DamID was done as described 42 with minor modifications. Detailed protocols are available at 74. For each microarray hybridization the experimental and reference sample consisted of five heads each. Each experiment consisted of four hybridizations using biologically independent samples. 1 μg of amplified methylated DNA was labeled with ULS Cy-dyes (Kreatech, Amsterdam, The Netherlands). Dam-HP1 and Dam-only methylated DNA was co-hybridized in a two-color design on a custom-designed 4 × 44 K Agilent microarray. The Dam-HP1/Dam-only methylation ratio represents the level of HP1-targeted methylation, corrected for local differences in chromatin accessibility 41. Probe sequences are based on the complete Drosophila melanogaster genome sequence, release 5, downloaded from 75 on March 7, 2007. Median probe spacing is 136 bp. Probe sequences do not contain GATC, the recognition sequence of Dam.

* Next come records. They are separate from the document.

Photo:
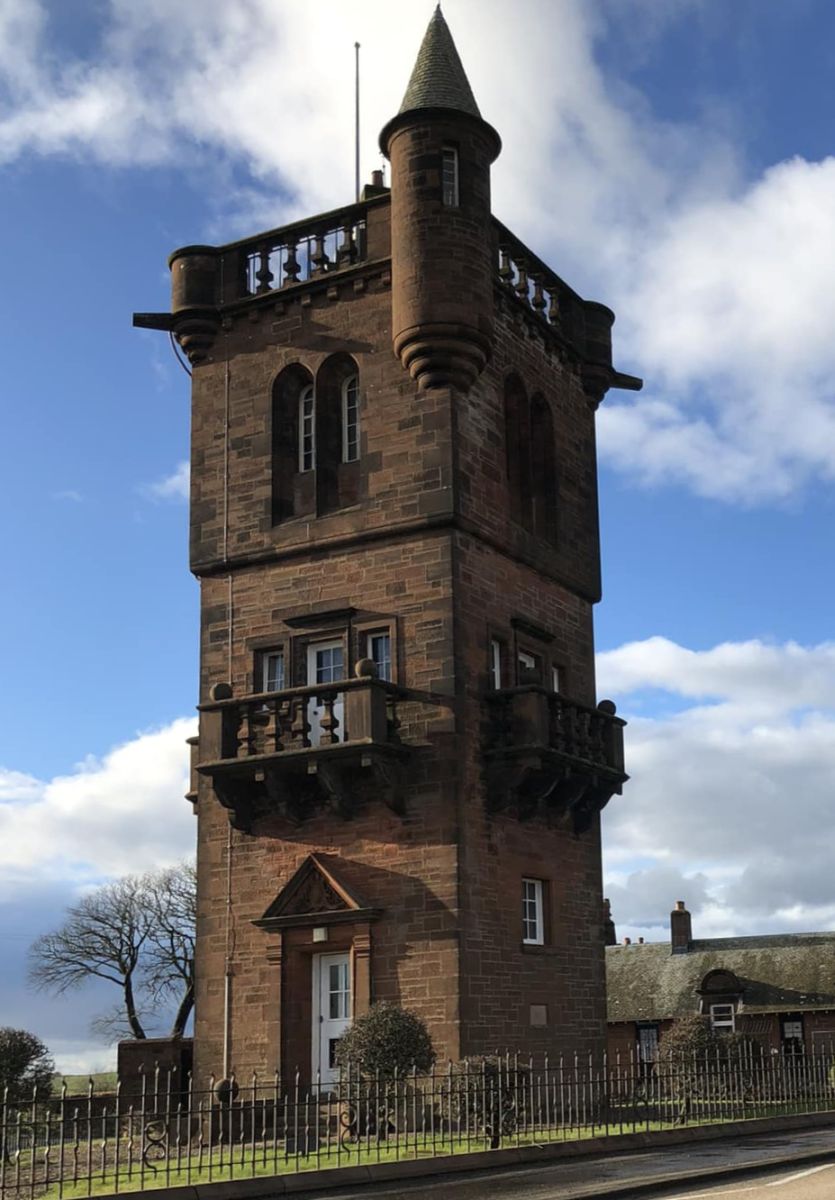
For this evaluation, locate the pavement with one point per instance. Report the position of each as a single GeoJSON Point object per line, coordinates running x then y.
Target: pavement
{"type": "Point", "coordinates": [683, 1171]}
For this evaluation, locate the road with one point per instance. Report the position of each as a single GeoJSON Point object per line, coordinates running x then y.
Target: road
{"type": "Point", "coordinates": [809, 1183]}
{"type": "Point", "coordinates": [628, 1174]}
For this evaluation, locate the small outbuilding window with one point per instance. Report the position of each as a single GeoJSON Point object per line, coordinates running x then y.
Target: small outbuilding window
{"type": "Point", "coordinates": [722, 1018]}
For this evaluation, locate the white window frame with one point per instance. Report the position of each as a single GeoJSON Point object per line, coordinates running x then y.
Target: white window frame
{"type": "Point", "coordinates": [350, 419]}
{"type": "Point", "coordinates": [371, 637]}
{"type": "Point", "coordinates": [496, 663]}
{"type": "Point", "coordinates": [306, 429]}
{"type": "Point", "coordinates": [722, 1019]}
{"type": "Point", "coordinates": [449, 179]}
{"type": "Point", "coordinates": [533, 912]}
{"type": "Point", "coordinates": [266, 657]}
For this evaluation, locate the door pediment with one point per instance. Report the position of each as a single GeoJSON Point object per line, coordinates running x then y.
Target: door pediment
{"type": "Point", "coordinates": [316, 895]}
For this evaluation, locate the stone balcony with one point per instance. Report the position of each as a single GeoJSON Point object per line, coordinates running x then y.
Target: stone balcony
{"type": "Point", "coordinates": [552, 756]}
{"type": "Point", "coordinates": [293, 751]}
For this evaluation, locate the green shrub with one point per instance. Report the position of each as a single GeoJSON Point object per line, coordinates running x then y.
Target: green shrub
{"type": "Point", "coordinates": [386, 1042]}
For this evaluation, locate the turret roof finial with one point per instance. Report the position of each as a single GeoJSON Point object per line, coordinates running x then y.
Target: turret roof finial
{"type": "Point", "coordinates": [438, 79]}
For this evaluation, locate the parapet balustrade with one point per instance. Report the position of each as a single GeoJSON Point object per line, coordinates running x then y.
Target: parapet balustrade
{"type": "Point", "coordinates": [296, 253]}
{"type": "Point", "coordinates": [547, 750]}
{"type": "Point", "coordinates": [287, 750]}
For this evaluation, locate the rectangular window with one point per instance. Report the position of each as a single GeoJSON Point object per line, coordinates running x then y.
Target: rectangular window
{"type": "Point", "coordinates": [529, 667]}
{"type": "Point", "coordinates": [533, 916]}
{"type": "Point", "coordinates": [449, 175]}
{"type": "Point", "coordinates": [496, 663]}
{"type": "Point", "coordinates": [350, 420]}
{"type": "Point", "coordinates": [272, 671]}
{"type": "Point", "coordinates": [306, 430]}
{"type": "Point", "coordinates": [328, 663]}
{"type": "Point", "coordinates": [721, 1018]}
{"type": "Point", "coordinates": [378, 648]}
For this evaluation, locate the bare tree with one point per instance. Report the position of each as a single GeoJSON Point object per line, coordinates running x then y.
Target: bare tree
{"type": "Point", "coordinates": [170, 946]}
{"type": "Point", "coordinates": [136, 933]}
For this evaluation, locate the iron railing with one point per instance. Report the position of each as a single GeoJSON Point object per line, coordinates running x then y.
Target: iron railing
{"type": "Point", "coordinates": [162, 1129]}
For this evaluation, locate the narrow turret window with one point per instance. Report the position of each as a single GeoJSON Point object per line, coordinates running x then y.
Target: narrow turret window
{"type": "Point", "coordinates": [306, 429]}
{"type": "Point", "coordinates": [350, 419]}
{"type": "Point", "coordinates": [449, 177]}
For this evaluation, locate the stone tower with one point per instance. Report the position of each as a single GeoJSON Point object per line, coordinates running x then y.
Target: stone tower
{"type": "Point", "coordinates": [401, 761]}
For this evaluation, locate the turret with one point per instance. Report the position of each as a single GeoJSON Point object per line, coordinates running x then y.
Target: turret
{"type": "Point", "coordinates": [442, 247]}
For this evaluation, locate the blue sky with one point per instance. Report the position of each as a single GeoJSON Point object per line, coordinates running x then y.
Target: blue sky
{"type": "Point", "coordinates": [672, 160]}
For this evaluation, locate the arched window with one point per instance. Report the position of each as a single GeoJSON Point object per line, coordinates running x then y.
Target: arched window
{"type": "Point", "coordinates": [350, 419]}
{"type": "Point", "coordinates": [530, 460]}
{"type": "Point", "coordinates": [542, 469]}
{"type": "Point", "coordinates": [517, 443]}
{"type": "Point", "coordinates": [306, 429]}
{"type": "Point", "coordinates": [337, 433]}
{"type": "Point", "coordinates": [293, 437]}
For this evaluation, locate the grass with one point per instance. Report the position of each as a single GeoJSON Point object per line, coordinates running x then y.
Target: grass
{"type": "Point", "coordinates": [245, 1159]}
{"type": "Point", "coordinates": [78, 1085]}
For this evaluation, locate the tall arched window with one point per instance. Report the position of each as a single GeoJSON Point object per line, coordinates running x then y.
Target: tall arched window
{"type": "Point", "coordinates": [530, 460]}
{"type": "Point", "coordinates": [293, 436]}
{"type": "Point", "coordinates": [306, 429]}
{"type": "Point", "coordinates": [542, 469]}
{"type": "Point", "coordinates": [316, 439]}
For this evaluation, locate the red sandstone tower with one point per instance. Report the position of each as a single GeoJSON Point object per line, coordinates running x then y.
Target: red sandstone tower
{"type": "Point", "coordinates": [401, 761]}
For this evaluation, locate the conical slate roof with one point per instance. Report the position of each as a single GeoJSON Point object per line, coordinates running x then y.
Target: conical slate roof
{"type": "Point", "coordinates": [438, 79]}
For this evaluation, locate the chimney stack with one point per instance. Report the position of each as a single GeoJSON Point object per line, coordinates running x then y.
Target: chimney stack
{"type": "Point", "coordinates": [680, 929]}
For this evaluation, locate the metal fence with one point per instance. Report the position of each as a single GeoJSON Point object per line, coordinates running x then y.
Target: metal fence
{"type": "Point", "coordinates": [162, 1129]}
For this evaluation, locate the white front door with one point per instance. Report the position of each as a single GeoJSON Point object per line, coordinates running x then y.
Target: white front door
{"type": "Point", "coordinates": [331, 1012]}
{"type": "Point", "coordinates": [325, 664]}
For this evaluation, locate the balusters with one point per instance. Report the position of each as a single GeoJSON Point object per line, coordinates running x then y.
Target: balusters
{"type": "Point", "coordinates": [246, 732]}
{"type": "Point", "coordinates": [319, 257]}
{"type": "Point", "coordinates": [347, 251]}
{"type": "Point", "coordinates": [264, 275]}
{"type": "Point", "coordinates": [506, 271]}
{"type": "Point", "coordinates": [329, 721]}
{"type": "Point", "coordinates": [296, 258]}
{"type": "Point", "coordinates": [300, 726]}
{"type": "Point", "coordinates": [292, 267]}
{"type": "Point", "coordinates": [522, 287]}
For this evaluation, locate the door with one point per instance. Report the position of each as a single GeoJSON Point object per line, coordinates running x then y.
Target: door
{"type": "Point", "coordinates": [331, 1012]}
{"type": "Point", "coordinates": [325, 664]}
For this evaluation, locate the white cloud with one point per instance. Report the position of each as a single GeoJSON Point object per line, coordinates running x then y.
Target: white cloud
{"type": "Point", "coordinates": [172, 487]}
{"type": "Point", "coordinates": [732, 793]}
{"type": "Point", "coordinates": [113, 815]}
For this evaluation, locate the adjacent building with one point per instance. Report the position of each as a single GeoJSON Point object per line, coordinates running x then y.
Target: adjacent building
{"type": "Point", "coordinates": [401, 759]}
{"type": "Point", "coordinates": [779, 988]}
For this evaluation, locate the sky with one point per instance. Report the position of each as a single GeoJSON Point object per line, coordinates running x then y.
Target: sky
{"type": "Point", "coordinates": [673, 159]}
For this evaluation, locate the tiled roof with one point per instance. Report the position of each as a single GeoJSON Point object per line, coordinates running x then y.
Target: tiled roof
{"type": "Point", "coordinates": [438, 79]}
{"type": "Point", "coordinates": [779, 972]}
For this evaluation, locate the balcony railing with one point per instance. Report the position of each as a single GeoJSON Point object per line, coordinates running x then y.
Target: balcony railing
{"type": "Point", "coordinates": [547, 750]}
{"type": "Point", "coordinates": [292, 749]}
{"type": "Point", "coordinates": [295, 253]}
{"type": "Point", "coordinates": [535, 285]}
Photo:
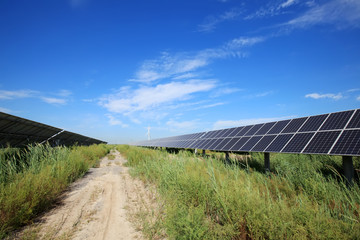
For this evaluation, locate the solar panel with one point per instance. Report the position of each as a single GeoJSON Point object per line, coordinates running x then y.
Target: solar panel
{"type": "Point", "coordinates": [254, 129]}
{"type": "Point", "coordinates": [297, 143]}
{"type": "Point", "coordinates": [235, 132]}
{"type": "Point", "coordinates": [237, 146]}
{"type": "Point", "coordinates": [265, 128]}
{"type": "Point", "coordinates": [336, 133]}
{"type": "Point", "coordinates": [215, 143]}
{"type": "Point", "coordinates": [19, 132]}
{"type": "Point", "coordinates": [278, 143]}
{"type": "Point", "coordinates": [355, 121]}
{"type": "Point", "coordinates": [278, 127]}
{"type": "Point", "coordinates": [244, 130]}
{"type": "Point", "coordinates": [337, 120]}
{"type": "Point", "coordinates": [263, 143]}
{"type": "Point", "coordinates": [294, 125]}
{"type": "Point", "coordinates": [322, 142]}
{"type": "Point", "coordinates": [348, 143]}
{"type": "Point", "coordinates": [222, 143]}
{"type": "Point", "coordinates": [250, 143]}
{"type": "Point", "coordinates": [230, 143]}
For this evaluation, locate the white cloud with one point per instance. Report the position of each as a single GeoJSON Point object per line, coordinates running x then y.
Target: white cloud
{"type": "Point", "coordinates": [183, 125]}
{"type": "Point", "coordinates": [184, 65]}
{"type": "Point", "coordinates": [209, 106]}
{"type": "Point", "coordinates": [5, 110]}
{"type": "Point", "coordinates": [114, 122]}
{"type": "Point", "coordinates": [243, 122]}
{"type": "Point", "coordinates": [342, 13]}
{"type": "Point", "coordinates": [17, 94]}
{"type": "Point", "coordinates": [327, 95]}
{"type": "Point", "coordinates": [148, 98]}
{"type": "Point", "coordinates": [287, 3]}
{"type": "Point", "coordinates": [56, 101]}
{"type": "Point", "coordinates": [64, 93]}
{"type": "Point", "coordinates": [78, 3]}
{"type": "Point", "coordinates": [211, 22]}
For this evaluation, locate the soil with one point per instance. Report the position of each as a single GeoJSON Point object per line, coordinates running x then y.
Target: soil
{"type": "Point", "coordinates": [101, 205]}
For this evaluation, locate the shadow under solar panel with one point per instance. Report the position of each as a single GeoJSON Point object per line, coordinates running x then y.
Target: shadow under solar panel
{"type": "Point", "coordinates": [322, 142]}
{"type": "Point", "coordinates": [348, 143]}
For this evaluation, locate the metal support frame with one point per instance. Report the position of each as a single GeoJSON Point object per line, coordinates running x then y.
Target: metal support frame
{"type": "Point", "coordinates": [267, 162]}
{"type": "Point", "coordinates": [348, 167]}
{"type": "Point", "coordinates": [227, 158]}
{"type": "Point", "coordinates": [203, 154]}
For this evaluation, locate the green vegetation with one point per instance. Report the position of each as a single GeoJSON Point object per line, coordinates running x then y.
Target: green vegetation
{"type": "Point", "coordinates": [31, 179]}
{"type": "Point", "coordinates": [304, 197]}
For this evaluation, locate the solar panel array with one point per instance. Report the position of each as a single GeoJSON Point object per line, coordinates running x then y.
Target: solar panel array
{"type": "Point", "coordinates": [333, 134]}
{"type": "Point", "coordinates": [19, 132]}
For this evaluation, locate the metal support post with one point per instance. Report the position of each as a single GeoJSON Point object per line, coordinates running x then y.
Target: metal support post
{"type": "Point", "coordinates": [227, 158]}
{"type": "Point", "coordinates": [348, 167]}
{"type": "Point", "coordinates": [267, 162]}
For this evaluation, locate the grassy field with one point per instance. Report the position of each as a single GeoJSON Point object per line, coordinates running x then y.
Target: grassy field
{"type": "Point", "coordinates": [31, 179]}
{"type": "Point", "coordinates": [304, 196]}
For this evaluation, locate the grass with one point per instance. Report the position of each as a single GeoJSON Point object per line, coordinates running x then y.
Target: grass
{"type": "Point", "coordinates": [304, 197]}
{"type": "Point", "coordinates": [31, 179]}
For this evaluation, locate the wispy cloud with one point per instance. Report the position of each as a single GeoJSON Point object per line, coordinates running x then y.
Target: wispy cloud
{"type": "Point", "coordinates": [78, 3]}
{"type": "Point", "coordinates": [341, 13]}
{"type": "Point", "coordinates": [116, 122]}
{"type": "Point", "coordinates": [211, 22]}
{"type": "Point", "coordinates": [54, 101]}
{"type": "Point", "coordinates": [184, 65]}
{"type": "Point", "coordinates": [337, 96]}
{"type": "Point", "coordinates": [182, 125]}
{"type": "Point", "coordinates": [144, 98]}
{"type": "Point", "coordinates": [5, 110]}
{"type": "Point", "coordinates": [17, 94]}
{"type": "Point", "coordinates": [243, 122]}
{"type": "Point", "coordinates": [64, 93]}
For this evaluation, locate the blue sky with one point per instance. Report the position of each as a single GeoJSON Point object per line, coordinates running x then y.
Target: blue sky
{"type": "Point", "coordinates": [109, 69]}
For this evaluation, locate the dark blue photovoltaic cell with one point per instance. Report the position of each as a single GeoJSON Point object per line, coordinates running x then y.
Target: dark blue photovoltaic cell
{"type": "Point", "coordinates": [215, 143]}
{"type": "Point", "coordinates": [294, 125]}
{"type": "Point", "coordinates": [278, 143]}
{"type": "Point", "coordinates": [313, 123]}
{"type": "Point", "coordinates": [337, 120]}
{"type": "Point", "coordinates": [222, 143]}
{"type": "Point", "coordinates": [348, 143]}
{"type": "Point", "coordinates": [231, 143]}
{"type": "Point", "coordinates": [298, 142]}
{"type": "Point", "coordinates": [322, 142]}
{"type": "Point", "coordinates": [278, 127]}
{"type": "Point", "coordinates": [208, 143]}
{"type": "Point", "coordinates": [219, 133]}
{"type": "Point", "coordinates": [265, 128]}
{"type": "Point", "coordinates": [236, 131]}
{"type": "Point", "coordinates": [251, 143]}
{"type": "Point", "coordinates": [254, 129]}
{"type": "Point", "coordinates": [239, 143]}
{"type": "Point", "coordinates": [263, 143]}
{"type": "Point", "coordinates": [226, 132]}
{"type": "Point", "coordinates": [243, 130]}
{"type": "Point", "coordinates": [355, 121]}
{"type": "Point", "coordinates": [207, 134]}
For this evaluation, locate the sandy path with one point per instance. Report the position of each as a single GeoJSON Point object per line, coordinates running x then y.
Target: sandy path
{"type": "Point", "coordinates": [96, 206]}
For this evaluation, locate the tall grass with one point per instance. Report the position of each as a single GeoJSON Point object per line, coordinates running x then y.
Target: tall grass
{"type": "Point", "coordinates": [207, 199]}
{"type": "Point", "coordinates": [30, 179]}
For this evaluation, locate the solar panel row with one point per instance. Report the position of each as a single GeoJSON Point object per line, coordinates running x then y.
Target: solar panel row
{"type": "Point", "coordinates": [19, 132]}
{"type": "Point", "coordinates": [335, 133]}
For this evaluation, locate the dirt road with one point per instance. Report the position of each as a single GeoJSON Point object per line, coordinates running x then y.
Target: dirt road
{"type": "Point", "coordinates": [96, 206]}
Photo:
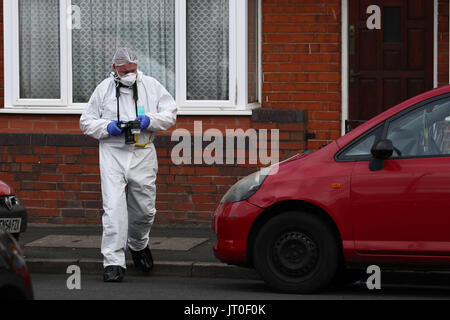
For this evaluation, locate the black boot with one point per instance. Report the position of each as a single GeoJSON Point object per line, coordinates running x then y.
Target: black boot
{"type": "Point", "coordinates": [143, 260]}
{"type": "Point", "coordinates": [113, 274]}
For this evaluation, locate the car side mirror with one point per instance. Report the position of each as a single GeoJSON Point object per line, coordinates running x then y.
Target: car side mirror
{"type": "Point", "coordinates": [381, 151]}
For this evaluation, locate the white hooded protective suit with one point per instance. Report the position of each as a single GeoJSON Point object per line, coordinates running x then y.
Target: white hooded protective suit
{"type": "Point", "coordinates": [128, 172]}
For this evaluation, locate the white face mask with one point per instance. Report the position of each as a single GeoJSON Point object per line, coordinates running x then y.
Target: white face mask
{"type": "Point", "coordinates": [129, 79]}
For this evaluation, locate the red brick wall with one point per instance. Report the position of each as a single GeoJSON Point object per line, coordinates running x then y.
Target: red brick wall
{"type": "Point", "coordinates": [443, 43]}
{"type": "Point", "coordinates": [56, 174]}
{"type": "Point", "coordinates": [302, 62]}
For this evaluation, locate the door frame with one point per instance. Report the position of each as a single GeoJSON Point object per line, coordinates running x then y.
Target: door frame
{"type": "Point", "coordinates": [345, 58]}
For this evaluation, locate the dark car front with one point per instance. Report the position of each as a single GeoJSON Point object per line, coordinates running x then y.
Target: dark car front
{"type": "Point", "coordinates": [13, 216]}
{"type": "Point", "coordinates": [15, 282]}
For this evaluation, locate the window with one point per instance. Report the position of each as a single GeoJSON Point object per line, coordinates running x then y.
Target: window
{"type": "Point", "coordinates": [422, 132]}
{"type": "Point", "coordinates": [193, 47]}
{"type": "Point", "coordinates": [361, 149]}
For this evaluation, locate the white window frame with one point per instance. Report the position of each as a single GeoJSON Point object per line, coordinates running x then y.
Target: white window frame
{"type": "Point", "coordinates": [238, 91]}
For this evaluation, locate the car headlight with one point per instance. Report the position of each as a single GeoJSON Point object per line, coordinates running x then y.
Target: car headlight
{"type": "Point", "coordinates": [10, 201]}
{"type": "Point", "coordinates": [246, 187]}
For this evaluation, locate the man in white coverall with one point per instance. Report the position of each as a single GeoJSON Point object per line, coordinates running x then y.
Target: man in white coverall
{"type": "Point", "coordinates": [128, 171]}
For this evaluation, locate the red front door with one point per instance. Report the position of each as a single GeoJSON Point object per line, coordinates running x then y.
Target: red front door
{"type": "Point", "coordinates": [391, 64]}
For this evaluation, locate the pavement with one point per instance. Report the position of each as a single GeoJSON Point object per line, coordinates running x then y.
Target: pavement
{"type": "Point", "coordinates": [178, 251]}
{"type": "Point", "coordinates": [184, 251]}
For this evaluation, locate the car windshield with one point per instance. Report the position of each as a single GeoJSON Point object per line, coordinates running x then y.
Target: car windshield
{"type": "Point", "coordinates": [424, 131]}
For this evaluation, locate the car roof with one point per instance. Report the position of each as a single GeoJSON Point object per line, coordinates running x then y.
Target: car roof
{"type": "Point", "coordinates": [343, 141]}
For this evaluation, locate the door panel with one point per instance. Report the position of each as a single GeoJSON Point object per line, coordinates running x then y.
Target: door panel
{"type": "Point", "coordinates": [403, 209]}
{"type": "Point", "coordinates": [397, 60]}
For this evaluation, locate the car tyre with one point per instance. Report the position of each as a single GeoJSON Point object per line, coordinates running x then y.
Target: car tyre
{"type": "Point", "coordinates": [296, 252]}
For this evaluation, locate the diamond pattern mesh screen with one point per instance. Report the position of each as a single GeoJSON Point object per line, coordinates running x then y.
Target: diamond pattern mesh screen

All statistical analyses were performed in the R language and environment 76. DamID data were normalized using R-packages limma 77 and vsn 78. Raw data files were loaded in R and the weight of control spots was set to zero to exclude them from the results. We did not apply background correction to the data. Data was initially normalized between different arrays (method = 'vsn') and subsequently to the mean log₂ binding ratio in the euchromatic part of 2R. Hence, a log-ratio of 0 corresponds to the mean HP1 binding level found in euchromatin. Because Dam and HP1-Dam transgenic flies were made using mini-white (w^+mC) as a marker gene, all array probes overlapping with mini-white were excluded from analysis.

DamID and expression data are available from the Gene Expression Omnibus 79, accession GSE12395.